I see memories in your eyes, Elena.
Raphael’s voice was the crash of the sea, the crisp bite of the wind in her mind.
They’re part of me. She’d accepted that, no longer fought them when they surfaced. And in return, the nightmares came less and less. Some nights, she still heard the blood dripping to the floor, still felt terror clutch her in a clawed fist until she woke sweat-soaked with her heart a painful drum in her chest, but other nights, she dreamed of racing through the house to hide behind her mother after Belle found her in her room.
“I was a bratty little sister sometimes,” she told the man who was her eternity. “I just wanted so much to be like my sisters that I’d sneak into their rooms and try on their shoes, their clothes, even if they didn’t fit.”

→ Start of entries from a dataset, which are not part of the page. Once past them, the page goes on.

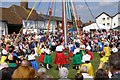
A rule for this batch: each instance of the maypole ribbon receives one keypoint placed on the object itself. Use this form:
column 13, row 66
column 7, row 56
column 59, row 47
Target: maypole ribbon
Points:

Raphael touched the back of his hand to her cheek. “Such is the way of younger siblings everywhere, is it not?”
“Yeah, I guess.” Her lips kicked up, though sadness was an iron hammer on her soul. “Belle was so hot-tempered. She’d threaten me with all sorts of things . . . then she’d take my hand and lead me to her room and do my nails or brush my hair.” Her oldest sister had possessed a wildly generous heart under the temper.
“I didn’t bother Ariel as much,” Elena added. “She was calmer, quieter, but she had this mischievous sense of humor only people who really knew her ever saw.” Memories cascaded through her, of helping Ari pull pranks, of sitting close to her sister’s warmth while she read a story aloud, of the stunning turquoise of Ari’s eyes.
Smile deepening as the wind rippled through her hair, she took a breath, released it. “I wish I could talk to Jeffrey sometimes,” she admitted. “He has so many of the same memories, things Beth wasn’t old enough to remember.” Her younger sister had been only five when Slater Patalis murdered Belle and Ari, and mortally wounded Marguerite’s soul.
He’d tortured her, too, but it was being made helpless while her daughters were brutalized that had broken Elena’s mother. “It’d be nice just to sit and talk about our family.” Instead, all they had between them were broken shards of grief and guilt and loss.
The blue of Raphael’s eyes turned dangerous. “He doesn’t deserve to carry the title of father.”
“Ah but we don’t choose our parents, do we, Archangel?” If anyone understood the complex emotions that tied her to her father, it was Raphael. His own mother had gone insane, murdered thousands, then risen over a millennia later apparently sane—and full of love for the child she’d once left shattered and bleeding in a remote field distant from any civilization.
“No,” Raphael admitted. “And I have promised not to kill Jeffrey, so let’s talk about something else before I forget my vow.”
“Fair enough.” At times, thinking of her father was enough to turn Elena homicidal, too. “Getting back to Lijuan—whether she’s dead or not matters less than the fact she’s vanished from sight?”
A short nod. “Bloodlust has already begun to rise, though only in isolated patches. According to the report Jason sent in an hour ago, a small kiss of vampires massacred an entire village four days past.”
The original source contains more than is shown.